AdAPT-001 and Control were administered approximately 14 days (14 ± 2 days) after tumor cell injection when the tumor size reached 150 ± 50 mm3. Mice of Groups 2-9 were dosed with either Vehicle or AdAPT-001, IV or IT, on Day 0 as indicated in Table 1. Group-1 mice were not dosed. The animals were euthanized for signs of distress or when the total tumor volume (largest diameter × smallest diameter × depth/2) reached 1000 mm3.
Statistics
Data analysis employed a two-sided Fisher’s exact test for count data to compare the proportion of subjects with presence/absence of TGF-β between IV and IT route of administration and dose level at two timepoints, Day 2 and Day 14. Proportions 95% confidence intervals were estimated via Clopper-Pearson formula. The analysis was stratified by sacrifice day (Day 2 and 14), and the results were summarized in tabular and graphical format. AdAPT-001 TGF-β circulating serum levels (ng/mL, log (10) scale) were plotted by route and dose level and segregated by day of sacrifice as displayed in Figures 1, 2). Descriptive statistics (mean, median, standard deviation, standard error, min, max and 95% confidence interval) were produced for TGF-β concentrations by day, route of administration and dose level.
Figure 1.
TGF-β serum presence/absence by sacrifice day, route of administration and dose level.
Figure 2.
TGF-β Concentration (ng/mL) (log (10) scale) by route of administration and dose level.
Biodistribution samples
After an overnight fast, animals were deeply anesthetized by isoflurane/O2. Terminal blood was collected and processed to obtain serum for ELISA testing. Soluble TGF-β trap was detected in the serum using ELISA [8].
Results
Clinical findings and body weights
5 mice in the high dose IV group developed AdAPT-001-related hepatitis. There were no statistically significant changes in body weight in the AdAPT-001 treated groups compared to their respective control groups (Groups 4, 5, 6 versus Group 2; Group 7 versus Group 3; Group 9 versus Group 8) in either males or females.
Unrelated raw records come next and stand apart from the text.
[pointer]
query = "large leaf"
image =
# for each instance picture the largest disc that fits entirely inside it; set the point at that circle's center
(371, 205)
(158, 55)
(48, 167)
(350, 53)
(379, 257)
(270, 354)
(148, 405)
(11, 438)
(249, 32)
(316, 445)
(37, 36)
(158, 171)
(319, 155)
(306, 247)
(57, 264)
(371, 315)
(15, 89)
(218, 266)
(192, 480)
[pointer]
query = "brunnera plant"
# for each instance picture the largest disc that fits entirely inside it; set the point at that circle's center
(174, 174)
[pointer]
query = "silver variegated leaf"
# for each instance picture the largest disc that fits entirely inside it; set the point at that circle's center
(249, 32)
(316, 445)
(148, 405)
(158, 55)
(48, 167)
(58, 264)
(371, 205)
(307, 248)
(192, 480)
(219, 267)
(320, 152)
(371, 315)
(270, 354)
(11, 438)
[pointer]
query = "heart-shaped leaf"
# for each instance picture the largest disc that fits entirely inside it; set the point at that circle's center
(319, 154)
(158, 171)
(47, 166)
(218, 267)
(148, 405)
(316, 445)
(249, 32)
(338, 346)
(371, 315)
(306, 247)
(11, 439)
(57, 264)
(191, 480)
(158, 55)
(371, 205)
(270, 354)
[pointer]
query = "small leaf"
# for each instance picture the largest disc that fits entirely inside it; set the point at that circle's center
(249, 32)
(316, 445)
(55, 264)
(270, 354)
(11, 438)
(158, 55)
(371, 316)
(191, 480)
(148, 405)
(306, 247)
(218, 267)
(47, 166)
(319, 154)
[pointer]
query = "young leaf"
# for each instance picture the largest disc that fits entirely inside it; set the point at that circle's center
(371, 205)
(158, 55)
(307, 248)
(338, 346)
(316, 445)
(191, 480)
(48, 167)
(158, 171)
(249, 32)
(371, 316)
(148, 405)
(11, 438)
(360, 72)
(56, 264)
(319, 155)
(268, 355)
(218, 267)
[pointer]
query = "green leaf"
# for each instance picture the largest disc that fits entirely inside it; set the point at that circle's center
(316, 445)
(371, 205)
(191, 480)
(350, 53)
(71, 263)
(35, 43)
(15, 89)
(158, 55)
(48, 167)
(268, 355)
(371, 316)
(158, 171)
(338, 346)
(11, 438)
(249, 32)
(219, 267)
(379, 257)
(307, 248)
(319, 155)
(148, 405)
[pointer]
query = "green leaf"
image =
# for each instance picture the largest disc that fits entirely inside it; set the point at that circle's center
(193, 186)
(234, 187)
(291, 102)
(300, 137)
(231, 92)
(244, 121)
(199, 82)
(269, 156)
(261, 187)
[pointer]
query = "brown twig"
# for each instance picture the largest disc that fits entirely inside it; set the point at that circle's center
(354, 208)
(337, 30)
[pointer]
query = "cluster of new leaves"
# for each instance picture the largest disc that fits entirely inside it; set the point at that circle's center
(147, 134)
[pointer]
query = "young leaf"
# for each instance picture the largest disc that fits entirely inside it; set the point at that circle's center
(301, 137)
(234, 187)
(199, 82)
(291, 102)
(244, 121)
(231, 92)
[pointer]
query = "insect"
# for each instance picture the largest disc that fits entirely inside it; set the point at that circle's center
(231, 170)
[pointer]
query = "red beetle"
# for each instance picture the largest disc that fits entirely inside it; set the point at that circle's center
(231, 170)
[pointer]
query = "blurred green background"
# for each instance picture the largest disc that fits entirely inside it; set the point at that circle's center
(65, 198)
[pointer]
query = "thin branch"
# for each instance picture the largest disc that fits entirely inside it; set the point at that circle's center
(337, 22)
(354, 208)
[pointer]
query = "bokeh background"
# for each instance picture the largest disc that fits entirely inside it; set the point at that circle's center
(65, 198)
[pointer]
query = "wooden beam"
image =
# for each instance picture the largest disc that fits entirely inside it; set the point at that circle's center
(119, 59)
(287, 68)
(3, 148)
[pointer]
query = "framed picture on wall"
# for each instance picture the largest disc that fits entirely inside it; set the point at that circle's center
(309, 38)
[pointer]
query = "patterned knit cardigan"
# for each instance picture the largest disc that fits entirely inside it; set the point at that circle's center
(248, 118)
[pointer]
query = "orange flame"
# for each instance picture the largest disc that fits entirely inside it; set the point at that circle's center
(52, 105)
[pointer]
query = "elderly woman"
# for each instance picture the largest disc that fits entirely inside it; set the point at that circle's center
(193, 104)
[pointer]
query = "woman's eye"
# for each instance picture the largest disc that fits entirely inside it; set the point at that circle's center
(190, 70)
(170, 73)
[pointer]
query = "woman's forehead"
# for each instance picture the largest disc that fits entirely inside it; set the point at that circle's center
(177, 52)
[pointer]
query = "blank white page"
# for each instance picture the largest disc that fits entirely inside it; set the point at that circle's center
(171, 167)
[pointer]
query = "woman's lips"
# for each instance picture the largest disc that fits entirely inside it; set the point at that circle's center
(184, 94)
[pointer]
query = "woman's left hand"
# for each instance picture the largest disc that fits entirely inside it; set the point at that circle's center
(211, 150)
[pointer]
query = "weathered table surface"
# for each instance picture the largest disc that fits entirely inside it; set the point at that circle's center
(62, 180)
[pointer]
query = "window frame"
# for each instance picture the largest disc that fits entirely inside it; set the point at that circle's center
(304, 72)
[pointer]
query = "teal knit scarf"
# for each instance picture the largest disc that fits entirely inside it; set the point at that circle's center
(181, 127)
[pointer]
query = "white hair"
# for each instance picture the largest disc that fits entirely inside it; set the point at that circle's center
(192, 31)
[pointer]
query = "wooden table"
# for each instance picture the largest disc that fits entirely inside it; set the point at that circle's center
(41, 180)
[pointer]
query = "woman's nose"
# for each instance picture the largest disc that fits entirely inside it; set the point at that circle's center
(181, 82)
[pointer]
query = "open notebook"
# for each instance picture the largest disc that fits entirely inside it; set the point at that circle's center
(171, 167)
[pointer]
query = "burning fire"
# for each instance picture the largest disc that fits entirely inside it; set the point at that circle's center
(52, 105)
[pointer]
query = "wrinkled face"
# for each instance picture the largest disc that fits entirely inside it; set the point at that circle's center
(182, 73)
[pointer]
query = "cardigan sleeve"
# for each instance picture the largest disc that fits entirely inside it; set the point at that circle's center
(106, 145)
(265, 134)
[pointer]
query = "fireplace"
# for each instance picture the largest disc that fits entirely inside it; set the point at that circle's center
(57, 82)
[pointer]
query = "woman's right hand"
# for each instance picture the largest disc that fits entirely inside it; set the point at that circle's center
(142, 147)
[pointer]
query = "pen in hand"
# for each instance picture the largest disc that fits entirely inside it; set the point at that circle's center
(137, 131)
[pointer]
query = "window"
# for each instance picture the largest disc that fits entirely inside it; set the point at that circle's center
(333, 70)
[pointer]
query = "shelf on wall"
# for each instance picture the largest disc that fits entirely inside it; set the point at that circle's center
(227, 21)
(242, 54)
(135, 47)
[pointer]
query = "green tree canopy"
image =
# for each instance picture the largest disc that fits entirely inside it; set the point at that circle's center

Biodistribution of the TGF-β trap
The proportion of TGF-β presence in the serum was compared between AdAPT-001 IT high dose and IV high dose. The difference in the proportion of mice with TGF-β present at Day 2 was statistically significant according to Pearson’s chi-squared two-sided test with Yates’ continuity correction (P=0.0312). Fisher’s exact two-sided test was also statistically significant (P=0.0197).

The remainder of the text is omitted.